Son queste, a me ben note, massime tutte buone,
Ma ponderar conviene il cuor delle persone.
Io sarò quel malvagio? Oh ciel! sarò quell’empio,
Di cui narran le storie il luttuoso esempio?
Non credea meritarmi da voi sì fiero torto,
Per mortificazione lo prendo e lo sopporto.
Merito peggio, è vero, l’accordo e lo protesto;
Reo di più colpe io sono, ma non lo sono in questo.
Pazienza. In questo mondo tutto soffrir conviene.
Don Berto, io vi perdono.
Berto. (Ah che uomo da bene!)
(da sè)
Basta... sia per non detto; non ne diciam più nulla.
Che vada donna Placida, che resti la fanciulla.
Anselmo. No, non vo’ che si dica....
Berto. Io il dico ed io lo voglio.
Anselmo. Da voi più non ci vengo.
Berto. Oh, questo è un altro imbroglio.
Se voi mi abbandonate, chiuder sarò forzato
Anche donna Luigia nel luogo disegnato.
Anselmo. Oh amicizia, oh amicizia! a che son io costretto?
Verrò; che resti in casa.
Berto. Che siate benedetto!
L’altra anderà ben presto. Di ciò l’ho già avvisata.
Anselmo. Sì facile al ritiro che siasi accomodata?
Berto.
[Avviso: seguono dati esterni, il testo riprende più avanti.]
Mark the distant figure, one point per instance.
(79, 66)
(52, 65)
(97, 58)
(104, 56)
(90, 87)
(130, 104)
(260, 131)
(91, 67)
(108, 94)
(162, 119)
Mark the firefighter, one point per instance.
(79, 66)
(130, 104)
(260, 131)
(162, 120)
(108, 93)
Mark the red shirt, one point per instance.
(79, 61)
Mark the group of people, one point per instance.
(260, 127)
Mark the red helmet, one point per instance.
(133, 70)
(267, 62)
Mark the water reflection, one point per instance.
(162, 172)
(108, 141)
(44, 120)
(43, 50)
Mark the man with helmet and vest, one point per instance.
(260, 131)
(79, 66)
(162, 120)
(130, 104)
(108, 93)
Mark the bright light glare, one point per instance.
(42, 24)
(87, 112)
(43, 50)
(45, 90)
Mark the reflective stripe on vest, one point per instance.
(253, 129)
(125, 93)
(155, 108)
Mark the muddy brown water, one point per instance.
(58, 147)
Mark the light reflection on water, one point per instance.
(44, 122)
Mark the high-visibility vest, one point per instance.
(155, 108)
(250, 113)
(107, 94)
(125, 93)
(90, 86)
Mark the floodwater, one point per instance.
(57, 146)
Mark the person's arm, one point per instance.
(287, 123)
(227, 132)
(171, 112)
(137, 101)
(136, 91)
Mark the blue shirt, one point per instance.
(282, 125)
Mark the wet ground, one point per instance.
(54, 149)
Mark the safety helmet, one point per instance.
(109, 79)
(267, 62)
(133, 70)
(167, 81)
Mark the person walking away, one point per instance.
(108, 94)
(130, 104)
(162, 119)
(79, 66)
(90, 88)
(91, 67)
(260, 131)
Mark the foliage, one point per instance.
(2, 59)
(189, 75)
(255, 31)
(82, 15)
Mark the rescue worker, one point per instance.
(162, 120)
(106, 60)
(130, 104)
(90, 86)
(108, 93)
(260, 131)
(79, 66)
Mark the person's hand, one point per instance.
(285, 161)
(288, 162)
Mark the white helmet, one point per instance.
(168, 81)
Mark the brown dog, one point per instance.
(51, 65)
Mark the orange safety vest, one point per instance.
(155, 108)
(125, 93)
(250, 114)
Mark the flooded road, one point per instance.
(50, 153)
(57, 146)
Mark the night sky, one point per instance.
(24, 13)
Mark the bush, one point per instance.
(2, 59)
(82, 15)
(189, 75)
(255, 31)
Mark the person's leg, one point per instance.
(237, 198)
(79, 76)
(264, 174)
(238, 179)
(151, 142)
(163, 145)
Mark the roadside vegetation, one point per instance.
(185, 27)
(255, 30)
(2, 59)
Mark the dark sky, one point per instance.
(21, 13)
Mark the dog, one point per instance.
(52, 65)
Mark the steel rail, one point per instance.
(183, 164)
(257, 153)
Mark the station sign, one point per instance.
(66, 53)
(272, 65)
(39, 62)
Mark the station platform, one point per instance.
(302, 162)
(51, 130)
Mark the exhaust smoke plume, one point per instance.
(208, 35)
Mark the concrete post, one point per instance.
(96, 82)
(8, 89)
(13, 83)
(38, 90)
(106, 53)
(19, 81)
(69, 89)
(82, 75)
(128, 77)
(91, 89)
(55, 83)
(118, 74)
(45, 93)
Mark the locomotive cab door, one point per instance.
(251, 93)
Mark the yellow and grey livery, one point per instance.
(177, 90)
Eh, quando parlo, parlo. Quando ho ragion, non cedo.
Ella vi andrà, vi dico.
Anselmo. (Ancora io non lo credo), (da sè)
Berto. Quant’obbligo vi devo! Voi non faceste poco,
A ritrovar sì presto l’occasione e il loco.
Dov è? si può sapere?
Anselmo. Sì, lo saprete poi.
Per ora un’altra grazia desidero da voi.
Non per me, che di nulla al mondo io non mi curo,
Ma far, qualora posso, del bene altrui procuro.